Ümmetin Putları, Perestişleri

90

Put insanın gönlünün tanrısıdır. Bunların somutu var, soyutu var; üç boyutu, dört boyutu var. Perestiş de tapınma, taparak sevme.

Koparamam kalbimi, söküp atamam yerinden / Sana taptım Allah gibi, söyle ne gelir elden” diyorsanız gönülden, hususî tanrınız hayırlı olsun demek düşer bize.

Kelimeler Farisî, gelenekler Arabî diye Türk Milleti yakasını kurtarabileceğini sanıyorsa aldanıyor. Bizim hastalıklarımız bulaşıcı; tam tamına 1 milyar 700 milyon kişiyi sarsıyor.
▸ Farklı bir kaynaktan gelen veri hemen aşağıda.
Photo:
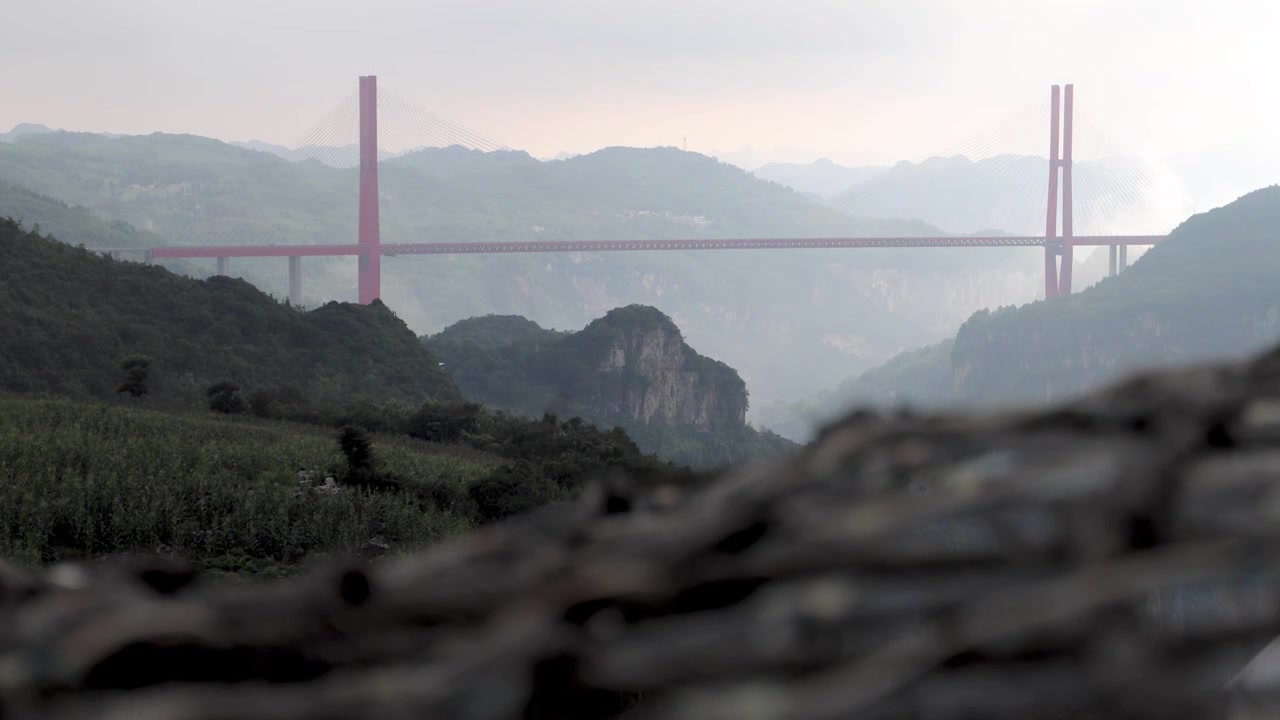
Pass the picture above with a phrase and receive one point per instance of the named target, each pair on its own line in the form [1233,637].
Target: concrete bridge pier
[296,279]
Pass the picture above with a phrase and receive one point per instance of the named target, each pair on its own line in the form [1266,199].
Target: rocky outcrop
[630,367]
[648,374]
[1112,557]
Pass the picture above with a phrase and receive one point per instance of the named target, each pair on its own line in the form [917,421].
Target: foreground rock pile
[1118,556]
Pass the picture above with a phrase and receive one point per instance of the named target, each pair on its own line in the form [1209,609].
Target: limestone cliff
[630,369]
[645,373]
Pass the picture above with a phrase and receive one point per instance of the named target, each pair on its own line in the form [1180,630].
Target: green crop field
[91,479]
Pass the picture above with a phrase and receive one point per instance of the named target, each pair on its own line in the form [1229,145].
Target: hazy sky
[876,80]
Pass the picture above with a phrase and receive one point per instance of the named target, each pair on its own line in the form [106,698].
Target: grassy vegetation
[90,479]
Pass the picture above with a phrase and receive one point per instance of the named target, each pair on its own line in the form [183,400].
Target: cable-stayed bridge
[412,127]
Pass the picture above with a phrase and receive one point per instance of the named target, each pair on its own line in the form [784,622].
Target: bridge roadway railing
[638,245]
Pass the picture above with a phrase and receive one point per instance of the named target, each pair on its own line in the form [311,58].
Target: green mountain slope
[1205,294]
[73,224]
[848,310]
[69,317]
[630,369]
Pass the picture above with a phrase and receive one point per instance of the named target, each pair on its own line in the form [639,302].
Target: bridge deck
[634,245]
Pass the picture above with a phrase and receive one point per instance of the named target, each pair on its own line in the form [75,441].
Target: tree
[356,449]
[136,370]
[224,397]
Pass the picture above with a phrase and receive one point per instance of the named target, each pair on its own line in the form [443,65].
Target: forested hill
[71,318]
[1206,292]
[73,224]
[850,309]
[630,368]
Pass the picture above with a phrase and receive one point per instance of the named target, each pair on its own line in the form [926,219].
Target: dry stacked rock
[1118,556]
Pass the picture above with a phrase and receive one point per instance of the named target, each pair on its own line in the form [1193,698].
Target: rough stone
[1115,556]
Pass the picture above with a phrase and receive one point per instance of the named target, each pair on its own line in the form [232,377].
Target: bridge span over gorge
[1059,238]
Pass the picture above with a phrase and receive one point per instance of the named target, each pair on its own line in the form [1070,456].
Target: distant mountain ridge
[1008,192]
[1203,295]
[846,309]
[22,130]
[71,317]
[821,178]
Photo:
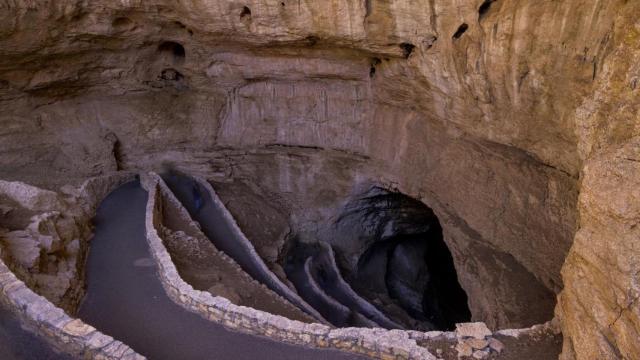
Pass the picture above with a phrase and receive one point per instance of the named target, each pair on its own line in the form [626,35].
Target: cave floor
[125,298]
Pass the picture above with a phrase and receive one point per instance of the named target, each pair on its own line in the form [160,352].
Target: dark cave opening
[404,265]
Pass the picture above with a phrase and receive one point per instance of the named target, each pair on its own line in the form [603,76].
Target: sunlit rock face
[498,115]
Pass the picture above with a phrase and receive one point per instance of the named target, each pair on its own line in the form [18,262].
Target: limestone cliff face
[491,112]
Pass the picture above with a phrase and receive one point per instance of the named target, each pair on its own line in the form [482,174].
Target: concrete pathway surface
[125,298]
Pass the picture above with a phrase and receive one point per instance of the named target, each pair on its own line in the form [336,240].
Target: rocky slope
[515,121]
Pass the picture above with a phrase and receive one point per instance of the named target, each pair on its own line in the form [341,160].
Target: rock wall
[487,111]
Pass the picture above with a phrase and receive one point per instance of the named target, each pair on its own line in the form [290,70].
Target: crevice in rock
[123,24]
[407,49]
[484,8]
[245,13]
[461,30]
[403,264]
[367,8]
[173,51]
[372,69]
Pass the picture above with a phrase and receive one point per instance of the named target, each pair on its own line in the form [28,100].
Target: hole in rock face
[173,51]
[122,24]
[171,75]
[246,12]
[403,264]
[460,31]
[372,69]
[407,49]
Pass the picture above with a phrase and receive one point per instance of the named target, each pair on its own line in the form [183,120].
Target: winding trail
[17,343]
[126,300]
[200,203]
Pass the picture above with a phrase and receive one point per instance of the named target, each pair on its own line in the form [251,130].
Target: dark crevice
[311,40]
[407,49]
[367,8]
[404,265]
[372,69]
[118,154]
[122,24]
[461,30]
[430,41]
[484,8]
[171,75]
[173,50]
[246,12]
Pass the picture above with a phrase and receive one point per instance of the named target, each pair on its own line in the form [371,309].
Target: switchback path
[125,298]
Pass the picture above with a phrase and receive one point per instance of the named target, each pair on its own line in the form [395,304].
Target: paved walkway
[125,298]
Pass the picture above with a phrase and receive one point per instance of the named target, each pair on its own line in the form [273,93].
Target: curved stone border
[192,228]
[51,323]
[377,343]
[274,281]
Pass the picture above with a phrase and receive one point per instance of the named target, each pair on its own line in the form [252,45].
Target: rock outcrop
[515,121]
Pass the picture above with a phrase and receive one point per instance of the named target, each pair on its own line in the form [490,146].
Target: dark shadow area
[125,298]
[315,274]
[461,30]
[219,230]
[404,265]
[484,8]
[172,50]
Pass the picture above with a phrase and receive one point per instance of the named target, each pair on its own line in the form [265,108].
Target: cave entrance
[403,263]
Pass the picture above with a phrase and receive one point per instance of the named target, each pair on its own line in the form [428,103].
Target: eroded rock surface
[496,114]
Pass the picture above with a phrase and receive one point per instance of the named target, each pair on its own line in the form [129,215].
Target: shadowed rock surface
[125,299]
[516,122]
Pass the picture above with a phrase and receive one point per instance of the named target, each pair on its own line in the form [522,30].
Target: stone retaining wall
[376,343]
[51,323]
[191,228]
[40,316]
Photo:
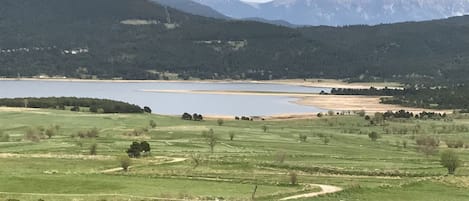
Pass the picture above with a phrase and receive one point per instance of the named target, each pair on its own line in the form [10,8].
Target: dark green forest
[61,103]
[50,37]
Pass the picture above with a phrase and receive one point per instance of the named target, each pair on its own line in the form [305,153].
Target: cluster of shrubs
[194,117]
[407,115]
[372,91]
[337,171]
[138,149]
[244,118]
[4,137]
[94,105]
[454,143]
[137,132]
[92,133]
[37,133]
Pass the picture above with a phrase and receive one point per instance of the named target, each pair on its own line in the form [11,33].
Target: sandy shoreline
[338,103]
[318,83]
[370,104]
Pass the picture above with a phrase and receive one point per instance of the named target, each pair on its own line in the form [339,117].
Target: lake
[171,103]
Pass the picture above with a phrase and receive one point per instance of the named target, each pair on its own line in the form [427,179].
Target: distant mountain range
[192,7]
[136,39]
[341,12]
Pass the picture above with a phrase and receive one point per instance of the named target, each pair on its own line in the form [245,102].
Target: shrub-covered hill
[138,39]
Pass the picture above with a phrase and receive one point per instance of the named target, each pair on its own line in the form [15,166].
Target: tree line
[95,105]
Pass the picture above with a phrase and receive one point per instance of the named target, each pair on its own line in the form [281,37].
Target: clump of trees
[94,105]
[147,109]
[92,133]
[244,118]
[373,136]
[138,149]
[450,160]
[4,137]
[152,123]
[427,144]
[231,134]
[94,149]
[125,162]
[35,134]
[220,122]
[372,91]
[265,128]
[194,117]
[137,132]
[454,143]
[281,157]
[293,178]
[303,137]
Putu ilkel toplumların saplantısı olarak görüyorsanız, yanılıyorsunuz; modernite insanoğlunu putçuluğa daha çok itekliyor. İlâhî din ezberleri ise bu öze kılıf sadedinde.

“Sen putları ilâh mı ediniyorsun?” (En’am 74)

“Putları önünde bel büküp eğilmekte olan bir topluluğa rastladılar.” (A’raf 138)

“Sizler dünya hayatında birbirinizin hatırı için Allah’ı bir yana bırakarak putları ilah edindiniz.” (Ankebut 25)

“Bu putlar sizin ve atalarınızın uydurduğu boş isimlerden başka şeyler değildir ve Allah onlara hiçbir yetki vermemiştir.” (Necm 20)

“Rabbim! Bu şehri güvenli kıl, beni ve oğullarımı putlara tapmaktan uzak tut.” (İbrahim 35)

“Artık putlara tapma pisliğinden kaçının, yalan sözden kaçının.” (Hac 30)

“Putlara tapıyoruz, bunun için sürekli onların önünde bel büküp eğiliyoruz.” (Şuara 71)

Bu mesajlara rağmen hem putumuz bol, hem perestişliğimiz. Zaten ‘oku‘ emrine karşı ‘okumayarak sürekli 1-0 yenik başlıyoruz.

Allah‘ın emir ve yasaklarından daha çok dinlediğimiz âmirimiz, müdürümüz, genel müdürümüz, daire başkanımız, belediye reisimiz, milletvekilimiz, genel başkanımız, bakanımız, başbakanımız-cumhurbaşkanımız vardır.

Allah‘tan daha çok ve iştiyakla önünde eğildiğimiz hocamız-hocaefendimiz, vekilimiz, halifemiz, şeyhimiz, üstadımız, gavsımız, mürşidimiz, kutbumuz, müceddidimiz, mehdimiz, mesihimiz vardır.

Allah‘tan daha çok kaale aldığımız ve sözünü yere düşürmediğimiz ustamız, ustabaşımız, şefimiz, kâhyamız, işverenimiz, siyomuz, patronumuz, komutanımız, paşamız vardır.

Allah‘tan daha çok sevdiğimiz, saydığımız yârimiz, annemiz-babamız, kızımız-oğlumuz, dostumuz, sırdaşımız, kankamız, arkadaşımız, ahretliğimiz, vardır.

Allah‘ın verdiği nimetlerden ürettiğimiz ve Allah‘a bağlılığın çok ötesinde bağlandığımız dolar-avro, hisse senedi, çek, poliçe, sertifika, diploma, kontrat, tüzük vb. kâğıtlarımız vardır.

Allah‘tan daha çok çekindiğimiz, tırstığımız Amerika, İsrail, İngiltere, Rusya, Nato, Ab, Siya, Mossad, İlluminati, Bilderberg gibi haşyetengiz varlıklarımız vardır.

Allah‘ın sıfatlarından çok kendi yeme-içme, barınma, üreme, güce sahip olma, kazanma, hükmetme, yarışma, oynama güdülerimizden etkilenir ve ona göre hareket ederiz.

Kızma, bağırma-çağırma, sövme-sayma, hayret ve şaşkınlık, selamlaşma ve vedalaşma, bazen de dua seanslarında Allahlı cümle kurduğumuz da olur.

Bu Ramazan‘ı da böylece idrak ediyoruz muhterem müminler!